制度改革も避けては通れません。現在の年金制度では、一定以上働くと年金が減額される仕組みがあり、高齢者の就労意欲を削ぐ要因になっています。人口構造が大きく変わった今、この制度を見直し、年金制度と高齢者就労を一体で考える時期に来ています。
さらに私は、一つの私案として、公的高齢者福祉施設に入所した場合は、利用者の年金の一部を施設利用料へ充当する仕組みも検討に値すると考えます。もちろん反対意見があることは承知しています。しかし、これまでの制度を前提とした小幅な修正だけでは、超高齢社会を支えることは難しいでしょう。賛否を恐れず議論を始めることこそが重要なのです。
また、社会保障制度は政治家や官僚だけが変えるものではありません。最終的に政治を動かすのは、有権者の「意志」です。行政改革に本気で取り組む政治家を選ぶこと。改革を掲げる首長や議員を支持すること。その第一歩が選挙です。
一度の選挙で劇的に変わることはないでしょう。しかし、選挙を重ねることで政治は少しずつ変わります。そして、その積み重ねが行政を変え、制度を変え、社会を変えていくのです。
私たちの世代が未来への責任を果たすために
私たち高齢世代は、先人たちが築いてくれた社会の恩恵を受けながら今日まで生きてきました。だからこそ、その社会をより良い形で次の世代へ引き継ぐ責任があります。子どもや孫の世代が、社会保障制度の行き詰まりに苦しみ、将来に希望を持てない社会を残してはなりません。
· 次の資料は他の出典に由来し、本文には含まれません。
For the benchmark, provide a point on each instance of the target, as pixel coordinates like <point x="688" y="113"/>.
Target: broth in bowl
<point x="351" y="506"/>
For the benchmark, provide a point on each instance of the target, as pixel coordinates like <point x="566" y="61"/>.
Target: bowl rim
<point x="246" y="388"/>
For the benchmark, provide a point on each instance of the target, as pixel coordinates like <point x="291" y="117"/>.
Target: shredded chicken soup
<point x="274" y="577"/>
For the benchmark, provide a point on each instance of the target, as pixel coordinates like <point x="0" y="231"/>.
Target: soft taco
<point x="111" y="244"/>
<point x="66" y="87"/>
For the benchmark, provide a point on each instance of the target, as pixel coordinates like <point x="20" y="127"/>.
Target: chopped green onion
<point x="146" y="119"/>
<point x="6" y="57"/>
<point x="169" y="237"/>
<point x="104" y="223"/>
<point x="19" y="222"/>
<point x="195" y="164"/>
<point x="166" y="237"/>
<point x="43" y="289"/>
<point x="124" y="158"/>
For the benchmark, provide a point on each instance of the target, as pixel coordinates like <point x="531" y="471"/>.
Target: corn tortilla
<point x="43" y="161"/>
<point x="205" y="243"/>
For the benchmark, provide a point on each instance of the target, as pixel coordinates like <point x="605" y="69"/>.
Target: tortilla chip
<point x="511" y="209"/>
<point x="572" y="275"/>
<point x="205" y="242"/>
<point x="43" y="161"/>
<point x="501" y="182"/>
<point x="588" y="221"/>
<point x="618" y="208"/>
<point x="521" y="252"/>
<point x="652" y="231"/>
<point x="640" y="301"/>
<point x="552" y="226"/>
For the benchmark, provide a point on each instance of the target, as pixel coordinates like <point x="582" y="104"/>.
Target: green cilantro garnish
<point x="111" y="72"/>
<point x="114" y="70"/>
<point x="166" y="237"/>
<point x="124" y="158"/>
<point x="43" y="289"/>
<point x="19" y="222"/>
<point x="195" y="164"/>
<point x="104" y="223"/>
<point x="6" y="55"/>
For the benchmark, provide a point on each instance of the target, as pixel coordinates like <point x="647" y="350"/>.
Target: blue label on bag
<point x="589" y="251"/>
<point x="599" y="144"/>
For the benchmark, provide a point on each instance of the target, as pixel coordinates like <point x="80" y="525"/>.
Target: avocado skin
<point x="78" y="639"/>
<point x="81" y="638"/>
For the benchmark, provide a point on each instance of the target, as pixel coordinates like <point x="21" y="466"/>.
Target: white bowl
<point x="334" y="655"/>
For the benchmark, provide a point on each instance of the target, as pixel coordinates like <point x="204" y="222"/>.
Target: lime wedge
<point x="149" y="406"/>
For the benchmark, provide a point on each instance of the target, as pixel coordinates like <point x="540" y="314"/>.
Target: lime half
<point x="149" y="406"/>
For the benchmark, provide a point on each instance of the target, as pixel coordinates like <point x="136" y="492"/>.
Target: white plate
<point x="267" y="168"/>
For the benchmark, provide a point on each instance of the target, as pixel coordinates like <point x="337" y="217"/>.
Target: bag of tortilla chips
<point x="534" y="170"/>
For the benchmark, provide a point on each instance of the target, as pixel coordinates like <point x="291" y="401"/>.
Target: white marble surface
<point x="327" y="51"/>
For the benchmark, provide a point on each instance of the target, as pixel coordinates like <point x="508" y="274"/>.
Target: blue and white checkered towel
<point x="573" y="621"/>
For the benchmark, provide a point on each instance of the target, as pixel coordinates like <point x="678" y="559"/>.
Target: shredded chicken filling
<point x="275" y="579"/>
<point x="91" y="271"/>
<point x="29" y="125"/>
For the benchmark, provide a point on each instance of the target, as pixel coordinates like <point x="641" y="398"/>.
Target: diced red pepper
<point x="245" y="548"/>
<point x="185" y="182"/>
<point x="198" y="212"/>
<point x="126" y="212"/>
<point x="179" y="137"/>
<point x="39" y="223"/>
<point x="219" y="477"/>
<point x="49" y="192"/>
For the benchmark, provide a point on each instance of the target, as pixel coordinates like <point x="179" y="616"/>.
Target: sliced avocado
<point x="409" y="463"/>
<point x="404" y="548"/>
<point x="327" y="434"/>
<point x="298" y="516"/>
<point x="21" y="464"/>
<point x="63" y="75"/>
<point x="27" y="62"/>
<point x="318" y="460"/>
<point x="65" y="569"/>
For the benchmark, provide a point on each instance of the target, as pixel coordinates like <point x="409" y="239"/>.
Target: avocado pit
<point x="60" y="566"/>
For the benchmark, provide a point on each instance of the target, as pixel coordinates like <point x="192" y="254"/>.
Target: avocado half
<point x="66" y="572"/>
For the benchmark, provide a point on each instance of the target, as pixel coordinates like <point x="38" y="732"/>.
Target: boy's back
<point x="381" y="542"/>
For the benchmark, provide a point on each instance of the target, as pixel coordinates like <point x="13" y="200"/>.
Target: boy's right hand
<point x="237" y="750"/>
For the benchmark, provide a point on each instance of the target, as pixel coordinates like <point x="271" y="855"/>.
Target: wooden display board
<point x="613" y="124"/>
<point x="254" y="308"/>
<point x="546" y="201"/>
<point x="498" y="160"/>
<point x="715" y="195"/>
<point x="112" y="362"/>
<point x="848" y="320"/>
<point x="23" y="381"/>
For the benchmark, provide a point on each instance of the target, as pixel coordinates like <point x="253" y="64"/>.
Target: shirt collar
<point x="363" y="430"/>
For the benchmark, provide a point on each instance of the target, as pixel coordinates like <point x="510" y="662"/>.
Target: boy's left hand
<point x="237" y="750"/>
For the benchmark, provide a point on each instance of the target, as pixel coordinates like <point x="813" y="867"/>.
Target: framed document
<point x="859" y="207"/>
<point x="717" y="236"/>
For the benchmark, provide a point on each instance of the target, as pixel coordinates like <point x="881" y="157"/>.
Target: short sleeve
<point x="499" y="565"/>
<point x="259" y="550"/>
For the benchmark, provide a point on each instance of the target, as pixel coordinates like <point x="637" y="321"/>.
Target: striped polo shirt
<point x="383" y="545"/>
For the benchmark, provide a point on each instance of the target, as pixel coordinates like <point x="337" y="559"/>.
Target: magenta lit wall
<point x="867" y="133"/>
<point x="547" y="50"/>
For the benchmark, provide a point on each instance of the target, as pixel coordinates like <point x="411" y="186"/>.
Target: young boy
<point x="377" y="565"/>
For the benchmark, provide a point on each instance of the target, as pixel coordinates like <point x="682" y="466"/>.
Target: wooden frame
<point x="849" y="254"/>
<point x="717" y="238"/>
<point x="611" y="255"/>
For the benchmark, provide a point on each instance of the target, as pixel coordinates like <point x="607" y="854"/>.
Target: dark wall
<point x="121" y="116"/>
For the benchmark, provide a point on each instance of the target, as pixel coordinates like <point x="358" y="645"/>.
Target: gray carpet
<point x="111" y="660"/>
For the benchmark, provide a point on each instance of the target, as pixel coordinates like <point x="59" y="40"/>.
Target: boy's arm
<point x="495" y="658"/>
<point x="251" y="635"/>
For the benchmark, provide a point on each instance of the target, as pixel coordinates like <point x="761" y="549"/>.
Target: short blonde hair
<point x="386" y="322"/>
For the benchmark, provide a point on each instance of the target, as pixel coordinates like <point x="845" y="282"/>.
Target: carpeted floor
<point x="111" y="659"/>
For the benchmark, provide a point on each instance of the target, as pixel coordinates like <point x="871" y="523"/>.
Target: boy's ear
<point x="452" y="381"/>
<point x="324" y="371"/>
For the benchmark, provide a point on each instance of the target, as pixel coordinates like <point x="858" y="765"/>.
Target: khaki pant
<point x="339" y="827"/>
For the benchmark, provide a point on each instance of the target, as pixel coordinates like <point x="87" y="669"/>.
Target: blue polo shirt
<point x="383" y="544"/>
医療現場の最前線で半世紀近く社会保障制度と向き合ってきた者として、2040年は決して遠い未来ではないと断言できます。その日は、今この瞬間にも着実に近づいています。2040年は単なる統計上の目安であって、対策が遅れれば遅れるほど、その影響はもっと早く訪れるかもしれません。
だからこそ、制度が限界を迎えてから対応するのではなく、まだ改革を選択できる今、私たち一人ひとりが行動を起こすべきではないでしょうか。2040年は避けられない未来です。しかし、その未来を「崩壊の年」にするか、「改革の年」にするかは、今を生きる私たちの選択にかかっているのです。